研究者らは「遺骨がワインに浸っていたのは偶然でもなんでもなく、れっきとした理由がある」と話します。
古代ローマ社会においてワインは主に男性の飲み物であり、女性は長い間ワインを飲むことを禁じられていました。
これは家庭内の道徳や品位を守るためとされ、女性がワインを飲むことは不適切であると考えられていたからだといいます。
実際に紀元前2世紀の法律では、妻がワインを飲むのを見つけた場合、離婚の正当な理由になることもあったのです。
(※ この制約は時代が進むにつれて緩和され、特に上流階級の女性や祭事などの特別な場では、女性も広くワインを飲むようになります)

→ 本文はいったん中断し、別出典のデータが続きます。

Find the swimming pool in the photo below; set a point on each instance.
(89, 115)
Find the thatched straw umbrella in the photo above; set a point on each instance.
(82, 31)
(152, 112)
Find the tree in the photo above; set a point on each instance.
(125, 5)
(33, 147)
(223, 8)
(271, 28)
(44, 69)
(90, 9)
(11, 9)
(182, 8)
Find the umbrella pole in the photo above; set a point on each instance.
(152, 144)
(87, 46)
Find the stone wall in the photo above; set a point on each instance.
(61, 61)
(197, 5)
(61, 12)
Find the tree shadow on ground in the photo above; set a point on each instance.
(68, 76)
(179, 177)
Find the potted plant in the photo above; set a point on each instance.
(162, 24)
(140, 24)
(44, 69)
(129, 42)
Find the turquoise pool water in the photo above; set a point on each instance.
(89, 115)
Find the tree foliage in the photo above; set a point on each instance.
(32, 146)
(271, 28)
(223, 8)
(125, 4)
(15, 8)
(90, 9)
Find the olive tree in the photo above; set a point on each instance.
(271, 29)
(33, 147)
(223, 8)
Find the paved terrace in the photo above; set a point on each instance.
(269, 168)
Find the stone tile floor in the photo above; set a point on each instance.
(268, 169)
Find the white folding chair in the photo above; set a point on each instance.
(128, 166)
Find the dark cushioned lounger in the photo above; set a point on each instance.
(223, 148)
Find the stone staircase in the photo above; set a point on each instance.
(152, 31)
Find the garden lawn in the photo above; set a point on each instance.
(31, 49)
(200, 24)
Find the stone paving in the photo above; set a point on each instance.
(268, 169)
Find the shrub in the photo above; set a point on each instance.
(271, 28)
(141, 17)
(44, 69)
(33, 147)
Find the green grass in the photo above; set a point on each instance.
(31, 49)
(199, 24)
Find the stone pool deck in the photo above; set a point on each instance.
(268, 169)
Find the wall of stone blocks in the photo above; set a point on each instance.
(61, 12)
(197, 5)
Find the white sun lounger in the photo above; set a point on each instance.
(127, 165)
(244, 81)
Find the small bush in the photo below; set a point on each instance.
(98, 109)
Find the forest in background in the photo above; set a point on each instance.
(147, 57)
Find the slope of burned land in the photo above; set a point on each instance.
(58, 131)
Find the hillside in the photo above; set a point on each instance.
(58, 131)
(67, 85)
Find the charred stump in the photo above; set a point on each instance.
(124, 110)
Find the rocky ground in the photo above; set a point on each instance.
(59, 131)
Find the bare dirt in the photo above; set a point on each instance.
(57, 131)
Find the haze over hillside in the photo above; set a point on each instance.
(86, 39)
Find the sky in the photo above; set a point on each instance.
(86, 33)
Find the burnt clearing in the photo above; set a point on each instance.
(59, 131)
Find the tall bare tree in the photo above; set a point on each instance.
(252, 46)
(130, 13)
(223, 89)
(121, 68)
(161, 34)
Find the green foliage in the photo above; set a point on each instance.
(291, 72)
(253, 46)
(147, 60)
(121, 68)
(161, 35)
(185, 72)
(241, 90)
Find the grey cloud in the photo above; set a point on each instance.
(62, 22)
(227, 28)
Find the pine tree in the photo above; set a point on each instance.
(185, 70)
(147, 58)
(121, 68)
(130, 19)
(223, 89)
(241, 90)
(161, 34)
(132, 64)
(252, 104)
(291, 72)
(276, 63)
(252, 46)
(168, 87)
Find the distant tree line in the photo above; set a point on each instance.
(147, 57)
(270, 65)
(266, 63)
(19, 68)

こうした背景から古代ローマ社会では、ワインが埋葬時に遺骨の性別を区分するための副葬品となっていきました。
例えば、遺骨をそのまま骨壷に入れるだけだと男女の区別がつきませんが、今回のように遺骨をワインと一緒に納めることで、男性の骨壷と判断できたのです。
またこの慣習は「故人が死後の世界でもワインを楽しめるように」との意味合いも込められていたと指摘されています。
これと対照的に、女性の遺骨がワインに浸されることはありませんでした。
今回の遺跡から見つかった骨壷の中にも女性の骨はありましたが、そこには一滴のワインも入っておらず、代わりに琥珀色の宝石が3個、シソ科の植物であるパチョリの香りのする香水の瓶、絹織物の残骸が入っていたという。
こうした理由から、男性の遺骨はワインに浸された状態で埋葬されたようです。